Indian Space Research Organisation ISRO

           Indians have every reason to be proud of ISRO, which has taken up a hundred missions and ensured its place in aviation history by lifting 104 satellites, in Feb 2017 of which 101 were foreign owned. It also depicts the expertise of ISRO and the confidence that the world community reposes in Indian technology. What is more notable is that the launch was from Sriharikota, in Andhra Pradesh.

           A recent article on certain setbacks to the Indian Space Agency launches has set forth a chain of negative thoughts which however need to be aired in view of their impact on National Security.

         ISRO has lost contact with Geostationary Satellite 6A over two months back. GSAT 11 has recently been recalled from French Guiana just before its launch.

       Commercial Launch market is highly competitive and ISRO costs are just half of costs by other private players. Therefore, in these days of industrial espionage and wilful sabotage, Government of India must be extremely careful on security aspects.

       The case of Dr Nambi Narayanan who was falsely accused by Kerala Police imprisoned and tortured, cannot be forgotten. “The ISRO spy case did not only finish the careers of two exceptionally talented scientists but also put India’s cryogenic engine development programme on hold for more than 19 years.” *

       Could such crass frame-ups  been possible without aid and abetment by senior politicians and bureaucrats? Individuals involved in framing up the scientists and derailing Indian Cryogenic efforts have got away free.

     The recent Antrix ISRO case involving officers of ISRO is subjudice. But can one say today, that it is not another case foisted on ISRO officials to demoralise its officers and staff and derail any initiatives by scared executives?

      Not to be forgotten, there was a mole in the cabinet of Indira Gandhi in 1971. There are many individuals with ideologies, that owe their birth and sustenance to external sources. Attacks on our country need not necessarily be of the Kashmir or Pathankot variety; but also by internal sabotage ,  through misinformation and derailing systems.

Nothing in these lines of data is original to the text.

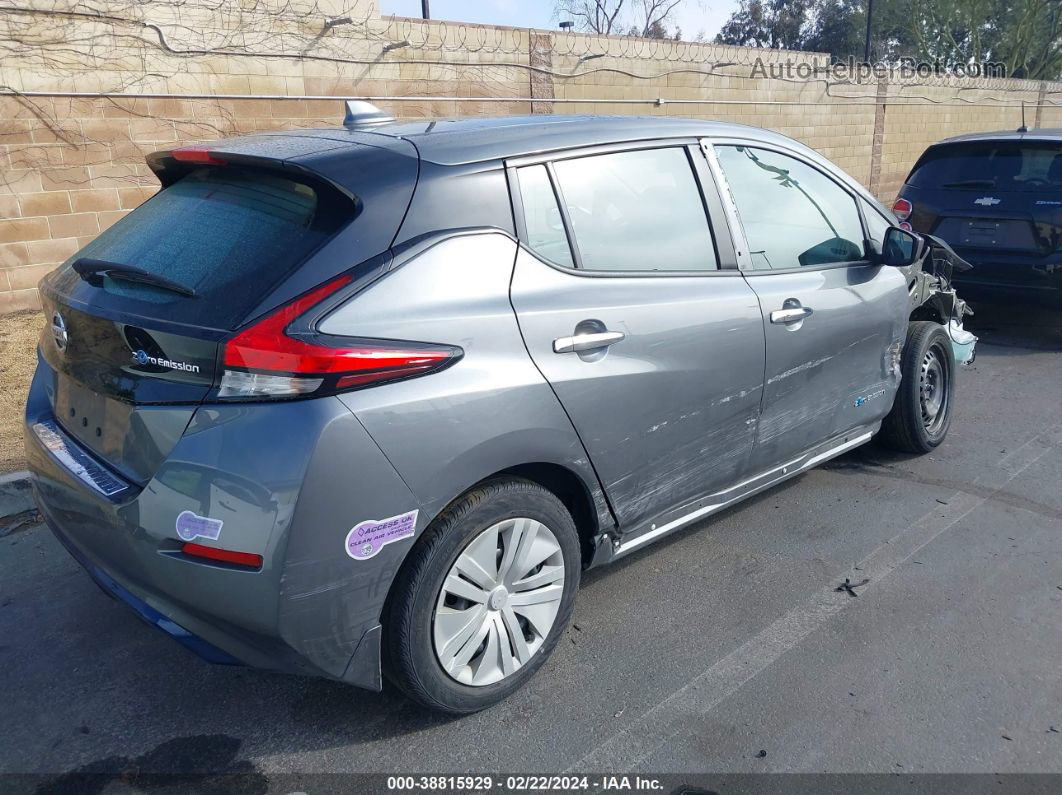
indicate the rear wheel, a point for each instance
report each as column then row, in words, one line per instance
column 483, row 598
column 922, row 412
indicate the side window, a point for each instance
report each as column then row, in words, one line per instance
column 542, row 218
column 792, row 214
column 636, row 210
column 876, row 223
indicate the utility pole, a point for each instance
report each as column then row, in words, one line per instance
column 870, row 15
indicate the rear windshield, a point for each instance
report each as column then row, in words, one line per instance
column 227, row 234
column 1010, row 166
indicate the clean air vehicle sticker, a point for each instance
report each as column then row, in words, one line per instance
column 369, row 537
column 192, row 525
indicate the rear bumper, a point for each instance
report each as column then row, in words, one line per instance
column 307, row 610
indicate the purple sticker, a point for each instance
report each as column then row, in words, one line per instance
column 369, row 537
column 192, row 525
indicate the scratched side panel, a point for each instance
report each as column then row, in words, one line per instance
column 328, row 599
column 833, row 372
column 667, row 414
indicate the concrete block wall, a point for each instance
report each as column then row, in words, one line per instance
column 85, row 93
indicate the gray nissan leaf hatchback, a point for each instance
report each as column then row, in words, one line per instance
column 367, row 400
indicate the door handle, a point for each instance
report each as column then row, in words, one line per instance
column 790, row 314
column 586, row 342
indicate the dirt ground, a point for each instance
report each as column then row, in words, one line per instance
column 18, row 346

      Indian scientists are dedicated and should be protected from extraneous pressures and free to channelize all efforts to achieving the goals of their organisations, instead of looking over their shoulder all the while fearing frame-ups.

ED

Posted on May 12, 2018

Despite his distinguished career at ISRO where he headed the cryogenics division, falsified charges of espionage have dented reputation of scientist Nambi Narayanan, observed the Supreme Court on Wednesday. The Chief Justice of India Dipak Misra, heading the bench hearing his plea said that the state of Kerala must pay a remuneration of Rs. 60 lakh or Rs. 75 lakh to the former scientist.

The Bench is also looking at a possibility of re-investigation into the role of then SIT officers who had framed the former scientist. The court also said that the officers involved in the investigation will have to pay from their own pockets.

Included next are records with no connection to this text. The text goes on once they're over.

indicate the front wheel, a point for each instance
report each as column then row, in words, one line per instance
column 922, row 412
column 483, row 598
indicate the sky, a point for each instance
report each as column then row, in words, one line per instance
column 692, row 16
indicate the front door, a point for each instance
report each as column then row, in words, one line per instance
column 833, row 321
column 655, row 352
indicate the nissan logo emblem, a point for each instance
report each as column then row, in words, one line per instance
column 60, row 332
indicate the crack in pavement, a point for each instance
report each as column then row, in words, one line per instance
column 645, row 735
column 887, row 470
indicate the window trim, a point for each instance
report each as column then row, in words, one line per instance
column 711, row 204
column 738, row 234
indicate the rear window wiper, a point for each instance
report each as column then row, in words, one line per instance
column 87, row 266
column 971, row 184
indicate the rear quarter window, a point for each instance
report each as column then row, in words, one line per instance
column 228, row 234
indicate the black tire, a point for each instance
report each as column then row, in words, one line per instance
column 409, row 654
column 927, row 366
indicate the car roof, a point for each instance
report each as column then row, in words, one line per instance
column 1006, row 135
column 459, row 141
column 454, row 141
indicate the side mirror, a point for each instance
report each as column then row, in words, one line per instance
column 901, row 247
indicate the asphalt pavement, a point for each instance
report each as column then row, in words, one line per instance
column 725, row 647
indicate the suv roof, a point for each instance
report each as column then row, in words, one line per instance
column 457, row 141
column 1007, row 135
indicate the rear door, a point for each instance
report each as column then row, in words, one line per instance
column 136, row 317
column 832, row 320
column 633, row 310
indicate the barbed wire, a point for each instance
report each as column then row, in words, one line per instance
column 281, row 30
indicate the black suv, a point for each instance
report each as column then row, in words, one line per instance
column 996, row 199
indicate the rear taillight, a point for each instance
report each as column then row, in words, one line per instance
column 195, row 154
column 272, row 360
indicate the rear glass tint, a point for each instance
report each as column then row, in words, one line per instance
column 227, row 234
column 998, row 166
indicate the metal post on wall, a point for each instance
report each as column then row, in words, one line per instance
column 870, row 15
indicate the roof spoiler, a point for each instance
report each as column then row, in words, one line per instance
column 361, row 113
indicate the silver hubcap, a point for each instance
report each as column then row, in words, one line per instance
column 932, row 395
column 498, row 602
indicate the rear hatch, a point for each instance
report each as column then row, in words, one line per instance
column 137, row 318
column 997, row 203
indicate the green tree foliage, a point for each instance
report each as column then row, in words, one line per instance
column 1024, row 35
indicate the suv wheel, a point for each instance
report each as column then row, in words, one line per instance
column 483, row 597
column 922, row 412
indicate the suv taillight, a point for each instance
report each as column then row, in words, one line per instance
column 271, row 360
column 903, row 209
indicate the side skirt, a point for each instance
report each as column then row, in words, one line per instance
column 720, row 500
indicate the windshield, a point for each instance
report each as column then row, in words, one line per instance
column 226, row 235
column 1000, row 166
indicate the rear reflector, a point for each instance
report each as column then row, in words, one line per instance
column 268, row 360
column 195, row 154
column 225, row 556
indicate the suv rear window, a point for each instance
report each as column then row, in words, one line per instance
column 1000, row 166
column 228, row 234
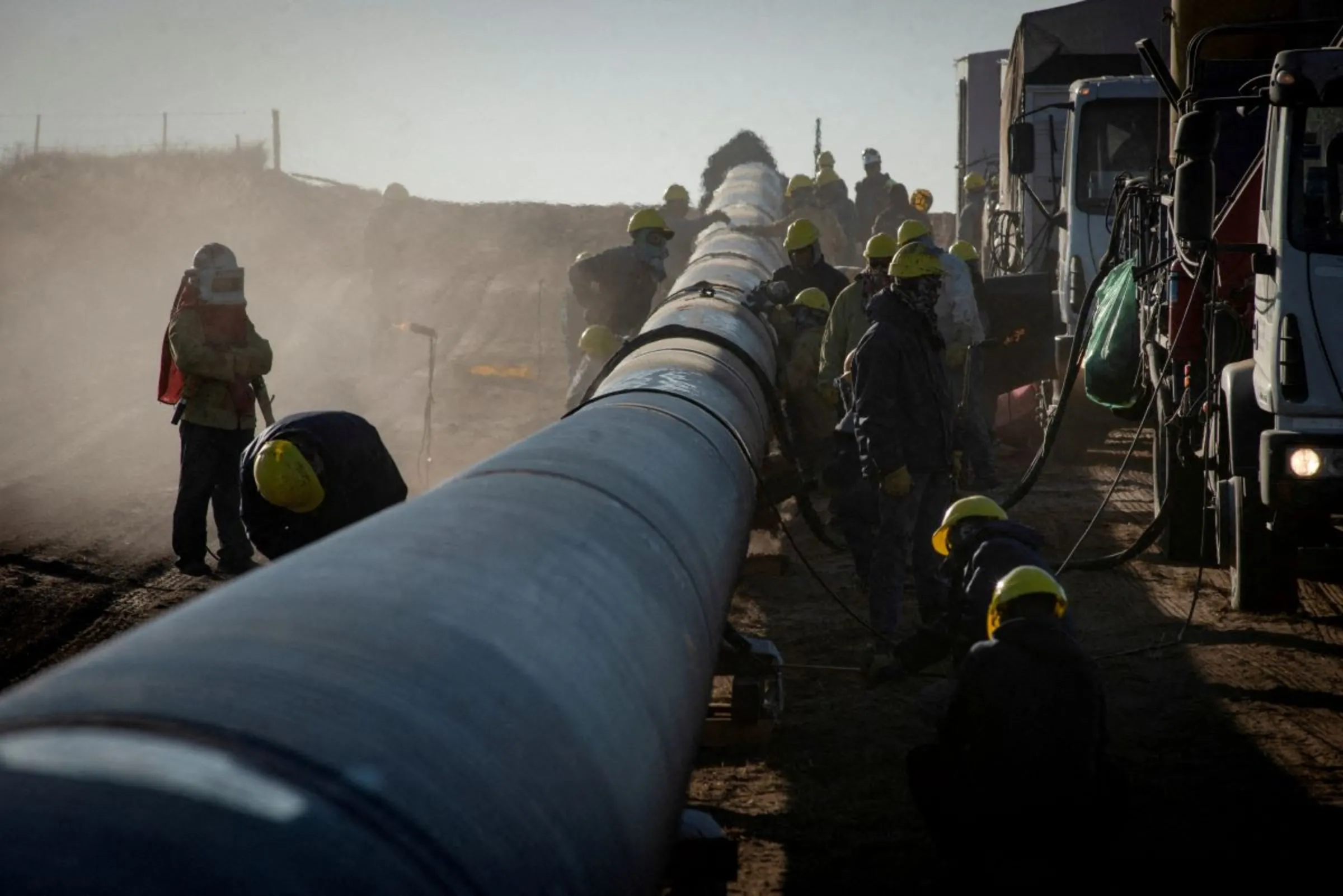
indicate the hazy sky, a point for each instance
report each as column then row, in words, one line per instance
column 593, row 101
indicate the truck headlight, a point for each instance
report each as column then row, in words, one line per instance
column 1304, row 463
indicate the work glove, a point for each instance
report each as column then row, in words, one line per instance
column 898, row 482
column 880, row 666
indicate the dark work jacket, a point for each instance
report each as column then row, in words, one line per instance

Dr Narayanan was arrested in November 1994 by the Kerala Police on espionage allegations under sections 3, 4 and 5 of the Indian Official Secrets Act, 1923. He was remanded to police custody for 50 days where he was allegedly tortured by officials of Kerala Police and Intelligence Bureau of India and his statements were obtained allegedly under duress. The Police claimed that he had passed on rocket technology and cryogenic technology to some other countries for illegal gratification. However, on the investigation by the CBI, the charges were found to be false and the findings of the CBI were upheld by the Supreme Court in 1998.   

Details of the case

On 20th October 1994, Mariam Rasheeda, a Maldives native was the first one to be arrested for overstaying in Kerala. She was found to be connected to D Sasikumar, an ISRO scientist. Later, her friend, Fauzia Hassan was also arrested. A special investigation team formed on 15th November 1994 headed by DGP Siby Mathews took over the case and arrested Nambi Narayanan, Chandrasekharan and SK Sharam who were businessmen based in Bengaluru accusing them of selling ISRO’s cryogenic programme secrets to the women who were allegedly acting as spies for Russia, ISI and others.

The case was handed over to the CBI on 28th November 1994. The final report submitted by the CBI in April 1996 said that the case lacked evidence to substantiate the charges and all six were finally acquitted by the court.

Narayanan introduced the liquid rocket fuel technology in India in the early 70’s and was the first to build a successful 600-kg liquid motor engine and went on making even bigger one. He and his team also developed the ‘Vikas engine’ which was used in Indian’s moon mission. The ISRO spy case did not only finish the careers of two exceptionally talented scientists but also put India’s cryogenic engine development programme on hold for more than 19 years.